Subject: RE: BS: Petrol in Water Tank - advice?
On ALL RVs that carry fresh water in onboard tanks, there MUST be a drain, usually a "quarter turn tap," like this on towables, but sometimes elsewhere and a different kind on self-propelled ones. It will be located somewhere as low as possible, and on towables is usually at the front, below the hitch bar. This tap only drains the fresh water tank itself.

The fresh water tank will have a "fill hole" that's around 2 inches in diameter so you can "pour" water in or insert a hose to fill.

The RV quite probably also has a pump and in the US usually will have a hot water heater, and considerable other "plumbing" that will need to be separately drained. There usually is a hose connection to connect a "garden hose," here usually labelled "City Water." This connection will normally be on the opposite side from the fresh water tank, since it is intended to be connected from a supply tap that's normally near the same place you connect your external electric (AC), and filling the fresh water tank usually produces significant spillage.

There likely will be two additional drain points that just look like a couple of "water pipes pointing down" with "caps" on the end, although some may have had taps installed that's are just a valve you can turn on or off. These usually will be close to the hot water heater tank. One pipe drains the cold water supply and the other drains the hot water side of the system.

The hot water tank also will have its own drain plug, also sometimes with a valve installed but as often just a (male) plug screwed into the side of the tank.

ALL OF THE DRAINS must be opened, and faucets etc inside turned on to let as much water as possible drain out before storing the RV any time freezing is possible.

Additionally, at least in the US, most people put a "hose adapter" on the "city water" (hose connection) inlet**. The adapter has what looks like an "auto tire valve stem" you can connect an air hose to, to blow as much residual water out of the lines as possible.
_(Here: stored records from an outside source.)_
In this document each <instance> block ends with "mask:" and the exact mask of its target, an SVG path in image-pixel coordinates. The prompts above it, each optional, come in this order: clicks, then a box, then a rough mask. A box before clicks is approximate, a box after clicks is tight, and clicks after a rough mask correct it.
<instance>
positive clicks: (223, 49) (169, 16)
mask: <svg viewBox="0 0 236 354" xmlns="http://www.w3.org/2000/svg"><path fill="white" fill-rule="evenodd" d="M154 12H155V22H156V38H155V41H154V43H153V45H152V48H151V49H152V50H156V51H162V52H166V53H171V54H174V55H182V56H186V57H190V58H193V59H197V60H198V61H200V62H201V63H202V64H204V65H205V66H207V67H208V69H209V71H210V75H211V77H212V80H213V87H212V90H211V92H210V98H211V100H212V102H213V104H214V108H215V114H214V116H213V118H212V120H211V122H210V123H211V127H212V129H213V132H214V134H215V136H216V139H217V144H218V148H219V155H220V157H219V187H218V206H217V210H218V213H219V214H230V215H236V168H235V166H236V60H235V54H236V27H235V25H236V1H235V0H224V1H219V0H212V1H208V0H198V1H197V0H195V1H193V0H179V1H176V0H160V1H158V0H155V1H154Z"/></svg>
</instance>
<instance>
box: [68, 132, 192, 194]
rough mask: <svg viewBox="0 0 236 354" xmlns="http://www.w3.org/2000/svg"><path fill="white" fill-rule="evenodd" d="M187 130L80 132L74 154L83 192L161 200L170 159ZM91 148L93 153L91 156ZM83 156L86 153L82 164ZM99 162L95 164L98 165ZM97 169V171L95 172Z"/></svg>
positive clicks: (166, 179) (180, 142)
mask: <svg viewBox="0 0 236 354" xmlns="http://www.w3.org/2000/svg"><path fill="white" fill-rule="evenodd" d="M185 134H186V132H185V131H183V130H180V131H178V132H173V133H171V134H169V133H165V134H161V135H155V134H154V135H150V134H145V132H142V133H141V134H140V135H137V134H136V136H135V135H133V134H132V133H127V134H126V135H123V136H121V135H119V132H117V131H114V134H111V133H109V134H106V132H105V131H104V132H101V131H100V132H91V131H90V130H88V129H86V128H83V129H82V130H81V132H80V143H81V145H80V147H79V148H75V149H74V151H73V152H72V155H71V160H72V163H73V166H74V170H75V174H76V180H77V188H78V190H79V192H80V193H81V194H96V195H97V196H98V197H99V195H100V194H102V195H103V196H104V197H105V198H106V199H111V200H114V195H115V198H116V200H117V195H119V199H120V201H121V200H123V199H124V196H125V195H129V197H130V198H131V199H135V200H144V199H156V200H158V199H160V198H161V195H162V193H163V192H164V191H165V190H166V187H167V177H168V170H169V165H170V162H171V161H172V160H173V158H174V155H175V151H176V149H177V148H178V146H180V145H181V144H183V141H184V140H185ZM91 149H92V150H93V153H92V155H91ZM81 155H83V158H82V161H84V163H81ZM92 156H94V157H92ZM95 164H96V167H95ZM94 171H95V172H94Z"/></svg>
When each drain "blows dry" you may need to put it's cap/plug back on loosely, to get enough flow to fully clear the next line, and may need to "cycle" the faucets, for reasonably complete clearance. (You'd usually remove all the caps/plugs when finished. Just don't lose them before you fire up the next time.)
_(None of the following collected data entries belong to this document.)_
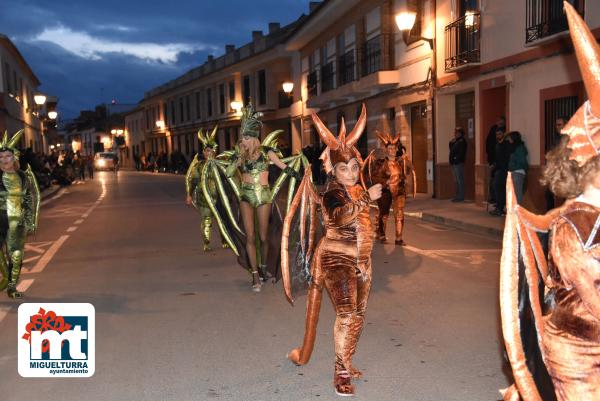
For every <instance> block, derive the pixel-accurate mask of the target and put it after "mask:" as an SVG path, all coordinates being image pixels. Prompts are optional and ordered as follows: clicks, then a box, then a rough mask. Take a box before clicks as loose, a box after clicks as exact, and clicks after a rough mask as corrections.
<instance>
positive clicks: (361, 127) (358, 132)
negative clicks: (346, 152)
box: [346, 103, 367, 147]
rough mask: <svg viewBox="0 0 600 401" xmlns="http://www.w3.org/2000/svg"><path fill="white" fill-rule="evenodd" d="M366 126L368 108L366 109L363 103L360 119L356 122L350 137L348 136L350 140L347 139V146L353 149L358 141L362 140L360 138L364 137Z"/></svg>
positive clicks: (366, 121)
mask: <svg viewBox="0 0 600 401" xmlns="http://www.w3.org/2000/svg"><path fill="white" fill-rule="evenodd" d="M366 126H367V108H366V107H365V104H364V103H363V107H362V111H361V113H360V117H359V118H358V121H357V122H356V125H355V126H354V129H353V130H352V132H350V135H348V138H347V139H346V145H347V146H348V147H352V146H354V145H355V144H356V142H358V140H359V139H360V136H361V135H362V133H363V131H364V130H365V127H366Z"/></svg>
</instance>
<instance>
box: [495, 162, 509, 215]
mask: <svg viewBox="0 0 600 401" xmlns="http://www.w3.org/2000/svg"><path fill="white" fill-rule="evenodd" d="M506 176H507V172H506V170H496V173H495V174H494V183H495V185H494V187H495V188H496V208H497V209H498V210H500V211H503V210H504V208H505V207H506Z"/></svg>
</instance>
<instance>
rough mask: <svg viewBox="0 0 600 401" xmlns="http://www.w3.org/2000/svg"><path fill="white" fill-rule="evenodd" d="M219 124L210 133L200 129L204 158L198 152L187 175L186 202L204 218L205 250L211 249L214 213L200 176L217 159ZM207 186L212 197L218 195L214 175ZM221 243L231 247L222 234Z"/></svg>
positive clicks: (202, 227) (211, 176)
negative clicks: (211, 233)
mask: <svg viewBox="0 0 600 401" xmlns="http://www.w3.org/2000/svg"><path fill="white" fill-rule="evenodd" d="M216 136H217V126H215V128H214V129H213V130H212V132H211V133H210V134H208V132H207V133H206V134H204V133H203V132H202V130H199V131H198V140H199V141H200V143H201V144H202V155H203V156H204V160H199V159H198V156H199V154H196V156H195V157H194V160H192V162H191V163H190V167H189V168H188V171H187V173H186V175H185V191H186V194H187V197H186V203H187V204H188V205H193V206H194V208H195V209H196V210H197V211H198V213H199V214H200V218H201V219H202V222H201V224H202V240H203V243H204V247H203V249H204V252H208V251H210V250H211V248H210V236H211V233H212V223H213V213H212V211H211V209H210V207H209V206H208V200H207V198H206V197H205V196H204V194H203V193H202V187H201V185H200V176H201V175H202V172H203V171H204V169H205V168H207V167H208V166H209V161H213V160H214V159H215V155H216V151H217V148H218V147H219V145H218V144H217V141H216ZM207 187H208V191H209V193H210V195H211V197H212V198H213V199H214V198H215V197H216V196H217V183H216V182H215V179H214V178H213V177H212V176H209V177H208V178H207ZM221 244H222V246H223V248H229V244H228V243H227V241H226V240H225V239H224V238H223V236H221Z"/></svg>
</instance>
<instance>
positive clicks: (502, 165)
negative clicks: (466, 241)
mask: <svg viewBox="0 0 600 401" xmlns="http://www.w3.org/2000/svg"><path fill="white" fill-rule="evenodd" d="M507 137H508V134H503V135H502V136H500V139H499V140H498V143H497V144H496V159H495V160H496V172H495V173H494V188H495V191H496V208H495V209H494V210H492V211H491V212H490V214H491V215H494V216H504V215H505V211H504V208H505V207H506V177H507V175H508V162H509V161H510V152H511V149H512V144H511V143H510V142H509V141H508V140H507V139H506V138H507Z"/></svg>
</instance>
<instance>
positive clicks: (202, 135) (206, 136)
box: [198, 125, 219, 151]
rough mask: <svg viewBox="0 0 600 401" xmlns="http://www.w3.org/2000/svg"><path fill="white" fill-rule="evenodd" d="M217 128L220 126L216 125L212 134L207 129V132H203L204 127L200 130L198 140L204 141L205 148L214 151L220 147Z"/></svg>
mask: <svg viewBox="0 0 600 401" xmlns="http://www.w3.org/2000/svg"><path fill="white" fill-rule="evenodd" d="M217 128H218V126H217V125H215V128H213V130H212V132H211V133H210V134H209V133H208V130H207V131H206V134H205V133H203V132H202V129H199V130H198V140H200V142H201V143H202V148H203V149H206V148H210V149H212V150H214V151H216V150H217V148H218V147H219V144H218V143H217Z"/></svg>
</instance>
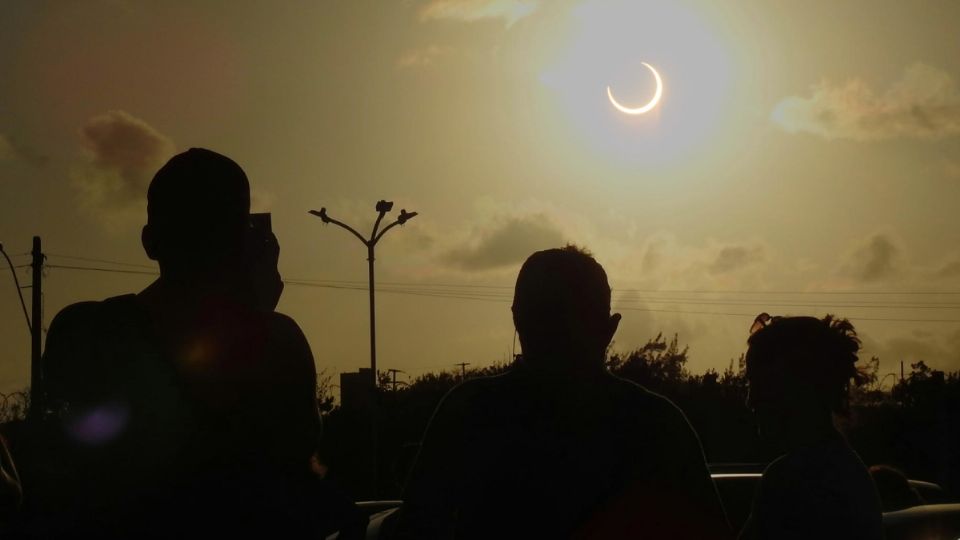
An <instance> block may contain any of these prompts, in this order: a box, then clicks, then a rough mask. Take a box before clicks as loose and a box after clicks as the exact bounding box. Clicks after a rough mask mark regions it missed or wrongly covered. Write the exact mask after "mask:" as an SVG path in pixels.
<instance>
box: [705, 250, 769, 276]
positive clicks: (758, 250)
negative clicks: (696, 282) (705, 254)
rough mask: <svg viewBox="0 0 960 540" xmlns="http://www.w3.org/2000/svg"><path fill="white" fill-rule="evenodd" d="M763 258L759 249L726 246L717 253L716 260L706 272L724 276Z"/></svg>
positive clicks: (714, 260)
mask: <svg viewBox="0 0 960 540" xmlns="http://www.w3.org/2000/svg"><path fill="white" fill-rule="evenodd" d="M763 257H764V253H763V248H761V247H746V246H726V247H724V248H722V249H721V250H720V251H719V252H718V253H717V256H716V258H715V259H714V260H713V262H712V263H710V266H709V267H708V269H707V270H708V271H709V272H710V273H711V274H726V273H728V272H732V271H734V270H739V269H740V268H743V267H745V266H748V265H750V264H753V263H755V262H760V261H762V260H763Z"/></svg>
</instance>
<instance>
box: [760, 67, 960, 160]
mask: <svg viewBox="0 0 960 540" xmlns="http://www.w3.org/2000/svg"><path fill="white" fill-rule="evenodd" d="M772 116H773V120H774V122H776V123H777V124H778V125H780V126H781V127H782V128H783V129H785V130H787V131H789V132H791V133H796V132H806V133H812V134H814V135H819V136H821V137H824V138H826V139H852V140H858V141H874V140H882V139H893V138H916V139H938V138H944V137H949V136H954V135H958V134H960V89H958V88H957V84H956V82H955V81H954V79H953V78H952V77H951V76H950V74H948V73H946V72H944V71H941V70H939V69H937V68H934V67H931V66H928V65H925V64H914V65H913V66H910V67H909V68H907V69H906V70H905V71H904V74H903V77H902V78H901V79H900V80H899V81H897V82H895V83H894V84H893V85H892V86H890V87H889V89H887V90H886V91H885V92H882V93H881V92H877V91H875V90H874V89H872V88H871V87H870V85H868V84H867V83H866V82H864V81H863V80H861V79H851V80H849V81H847V82H846V83H844V84H833V83H831V82H829V81H823V82H821V83H819V84H817V85H814V86H813V88H812V93H811V95H810V97H798V96H791V97H788V98H786V99H784V100H782V101H781V102H780V103H778V104H777V106H776V107H775V109H774V111H773V115H772Z"/></svg>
"RV AntiFreeze" is available here, all of which claim to be safe for potable water tanks but most people here put it only in the "blackwater" (body waste) tank, in the "greywater" (sink drain waste) and in the sink/tub U-traps. The fresh water storage trap is usually just drained as completely as possible, and all of the lines "blown dry."

Some people do put the "RV Antifreeze" in their fresh water tanks, and that may be the odor you smell. The usual recommendation on the jugs for cleaning the system when you're getting ready the next season is that you:

- drain completely,
- refil the fresh water tank and
- drain again
- repeat

You may want to cycle the faucets (with pump on) each time you fill, to get residuals out of the lines, as well.
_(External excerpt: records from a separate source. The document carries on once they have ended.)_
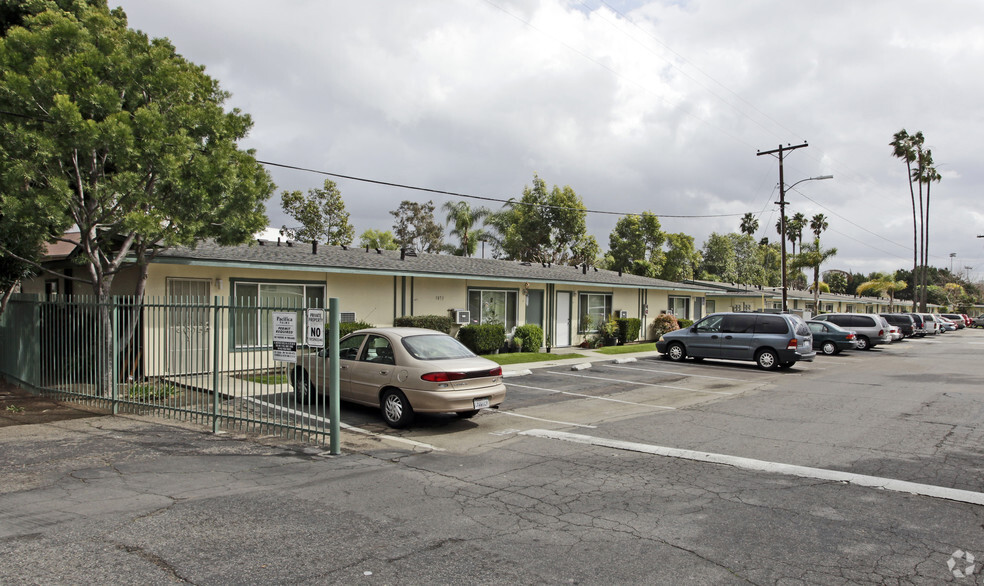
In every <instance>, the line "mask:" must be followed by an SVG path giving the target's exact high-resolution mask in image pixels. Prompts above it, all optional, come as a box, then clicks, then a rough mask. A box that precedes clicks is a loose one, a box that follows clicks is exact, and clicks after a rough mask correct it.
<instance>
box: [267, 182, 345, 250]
mask: <svg viewBox="0 0 984 586" xmlns="http://www.w3.org/2000/svg"><path fill="white" fill-rule="evenodd" d="M280 205H281V207H282V208H283V210H284V212H285V213H286V214H287V215H289V216H290V217H292V218H294V219H295V220H296V221H297V222H299V223H300V224H301V225H300V226H299V227H293V228H289V227H287V226H284V227H282V228H281V229H280V234H281V235H283V236H286V237H287V238H288V239H290V240H299V241H301V242H324V243H325V244H327V245H329V246H339V245H342V244H351V243H352V239H353V238H354V237H355V229H354V228H352V226H351V225H350V224H349V223H348V219H349V213H348V212H347V211H345V201H344V200H342V194H341V192H340V191H338V186H337V185H335V182H334V181H332V180H331V179H325V185H324V187H322V188H321V189H309V190H308V193H307V196H306V197H305V196H304V194H302V193H301V192H300V191H285V192H284V193H283V195H281V202H280Z"/></svg>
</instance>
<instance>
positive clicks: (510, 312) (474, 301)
mask: <svg viewBox="0 0 984 586" xmlns="http://www.w3.org/2000/svg"><path fill="white" fill-rule="evenodd" d="M517 296H518V293H517V292H516V291H509V290H506V289H469V290H468V311H470V312H471V318H472V323H473V324H502V325H503V326H504V327H505V328H506V331H507V332H510V331H512V329H513V328H515V327H516V298H517Z"/></svg>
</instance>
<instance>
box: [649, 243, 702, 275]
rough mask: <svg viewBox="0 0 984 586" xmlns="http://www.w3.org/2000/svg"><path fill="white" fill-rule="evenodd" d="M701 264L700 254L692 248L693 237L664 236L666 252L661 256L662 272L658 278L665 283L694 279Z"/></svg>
mask: <svg viewBox="0 0 984 586" xmlns="http://www.w3.org/2000/svg"><path fill="white" fill-rule="evenodd" d="M702 262H703V257H701V254H700V252H699V251H698V250H697V248H696V247H695V246H694V237H693V236H689V235H687V234H684V233H683V232H680V233H678V234H667V235H666V252H665V254H664V255H663V270H662V271H661V272H660V274H659V277H660V278H661V279H666V280H667V281H682V280H684V279H695V278H696V277H697V274H696V272H697V267H699V266H700V265H701V263H702Z"/></svg>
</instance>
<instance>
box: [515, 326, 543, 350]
mask: <svg viewBox="0 0 984 586" xmlns="http://www.w3.org/2000/svg"><path fill="white" fill-rule="evenodd" d="M517 340H522V347H523V349H524V350H526V351H527V352H539V351H540V346H543V328H541V327H540V326H538V325H536V324H526V325H525V326H519V327H517V328H516V332H515V333H514V334H513V343H516V341H517Z"/></svg>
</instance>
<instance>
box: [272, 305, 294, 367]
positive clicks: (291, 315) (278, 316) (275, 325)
mask: <svg viewBox="0 0 984 586" xmlns="http://www.w3.org/2000/svg"><path fill="white" fill-rule="evenodd" d="M273 359H274V360H275V361H277V362H294V363H296V362H297V314H296V313H294V312H293V311H274V312H273Z"/></svg>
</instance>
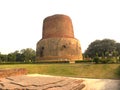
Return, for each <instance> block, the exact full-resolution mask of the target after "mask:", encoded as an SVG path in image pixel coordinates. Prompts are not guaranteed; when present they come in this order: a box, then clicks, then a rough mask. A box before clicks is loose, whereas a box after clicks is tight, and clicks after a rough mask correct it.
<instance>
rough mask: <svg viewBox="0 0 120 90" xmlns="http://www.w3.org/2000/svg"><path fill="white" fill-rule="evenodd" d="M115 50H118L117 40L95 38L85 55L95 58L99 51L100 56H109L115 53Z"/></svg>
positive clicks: (85, 55)
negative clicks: (116, 49) (117, 49)
mask: <svg viewBox="0 0 120 90" xmlns="http://www.w3.org/2000/svg"><path fill="white" fill-rule="evenodd" d="M114 51H116V42H115V41H114V40H111V39H103V40H95V41H94V42H92V43H91V44H90V45H89V47H88V48H87V50H86V51H85V56H89V57H91V58H94V57H96V53H97V54H98V57H108V56H109V55H113V52H114Z"/></svg>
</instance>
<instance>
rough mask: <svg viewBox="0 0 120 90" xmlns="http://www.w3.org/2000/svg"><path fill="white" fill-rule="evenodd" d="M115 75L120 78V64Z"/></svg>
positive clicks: (117, 67) (116, 76) (118, 78)
mask: <svg viewBox="0 0 120 90" xmlns="http://www.w3.org/2000/svg"><path fill="white" fill-rule="evenodd" d="M115 75H116V77H117V78H118V79H120V65H119V66H118V67H117V68H116V70H115Z"/></svg>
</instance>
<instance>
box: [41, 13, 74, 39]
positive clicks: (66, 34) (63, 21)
mask: <svg viewBox="0 0 120 90" xmlns="http://www.w3.org/2000/svg"><path fill="white" fill-rule="evenodd" d="M53 37H67V38H74V33H73V26H72V21H71V19H70V18H69V17H68V16H65V15H53V16H50V17H47V18H45V19H44V21H43V37H42V38H53Z"/></svg>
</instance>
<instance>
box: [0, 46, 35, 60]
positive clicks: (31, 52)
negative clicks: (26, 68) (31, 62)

It's most likely that the odor you're getting is from "RV Antifreeze" that was put in the tanks. You might want to just get a jug of it for "comparison sniffing" before proceding to extreme measures. Most of it smells pretty much the same.

(According to the experts, you should have a female help with the sniff test, since usually they're more subtly attuned to offensive stinks - possibly an evolved feature in order to detect dirty old men.)

** Note that in the US and Canada, the "plumbing" in RVs is generally designed for a maximum of about 50 psi. Most city water systems run at 30 to 45 psi, although there are higher pressures on some local systems. Should you use the RV at "fairgrounds" or "parks" the water outlets may be at 150 psi or higher for their "industrial sprinklers" and could bust your internal plumbing and/or make you hoses look like an anaconda that's swallowed a pig. If in doubt, you'll want a "regulator" on the inlet to your hose (good ones abut $9.00 US here) to protect the system. They're usually preset at about 40 psi. (I carry a water pressure gage to check before connecting.) You also probably don't want to use air over about 70 psi to blow out the lines when you winterize.